De categorie private equity staat voor grote uitdagingen, wat het rendement meer dan ooit doet achterblijven op beursgenoteerde aandelen. Daarom als vraag van de maand aan ons Marktpraat-panel: Moeten beleggers strenger zijn voor onderpresterende private-equitymanagers?
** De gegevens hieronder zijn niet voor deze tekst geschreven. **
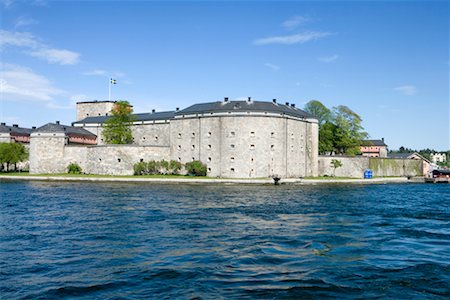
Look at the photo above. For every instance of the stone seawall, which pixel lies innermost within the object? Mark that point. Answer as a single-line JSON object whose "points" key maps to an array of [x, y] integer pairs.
{"points": [[355, 166]]}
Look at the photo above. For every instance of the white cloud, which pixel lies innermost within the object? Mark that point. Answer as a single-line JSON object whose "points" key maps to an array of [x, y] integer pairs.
{"points": [[272, 66], [24, 21], [20, 83], [294, 22], [37, 48], [292, 39], [328, 59], [408, 90], [100, 72], [57, 56]]}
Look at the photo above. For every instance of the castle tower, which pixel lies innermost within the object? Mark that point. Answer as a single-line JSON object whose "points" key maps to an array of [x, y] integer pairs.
{"points": [[94, 109]]}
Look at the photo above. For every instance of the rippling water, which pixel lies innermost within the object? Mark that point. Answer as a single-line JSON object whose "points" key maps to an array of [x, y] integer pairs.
{"points": [[127, 241]]}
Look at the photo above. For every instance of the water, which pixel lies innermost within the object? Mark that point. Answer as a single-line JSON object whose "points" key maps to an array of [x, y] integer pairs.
{"points": [[128, 241]]}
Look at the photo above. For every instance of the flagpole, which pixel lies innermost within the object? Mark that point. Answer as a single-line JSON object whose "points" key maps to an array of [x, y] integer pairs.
{"points": [[110, 83]]}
Sophie Manigart, professor in entrepreneurial finance aan de Vlerick Business School:
‘Dit is een belangrijke vraag, want in geen enkele andere asset class waarin je kunt beleggen is het verschil tussen de best en de slechtst presterende managers groter dan in private equity. De verschillen tussen het topkwartiel fondsen en het laagste kwartiel fondsen kunnen enkele tientallen procenten per jaar bedragen. De juiste managers – of General Partners (GP’s) – selecteren is in deze activaklasse daarom nog belangrijker dan in de andere.’
‘Onderzoek heeft bovendien uitgewezen dat rendementen ‘persistent’ zijn, oftewel dat de fondsen van de best presterende GP’s een grotere kans hebben om in de toekomst ook tot de best presterende te horen en vice versa. Dat is niet het geval bij beheerders van andere activaklassen. Dit komt omdat goed presterende GP’s de beste opportuniteiten kunnen selecteren en omdat ze meer waarde kunnen toevoegen aan de ondernemingen in hun portefeuilles. Niet elke GP heeft die skills in dezelfde mate.’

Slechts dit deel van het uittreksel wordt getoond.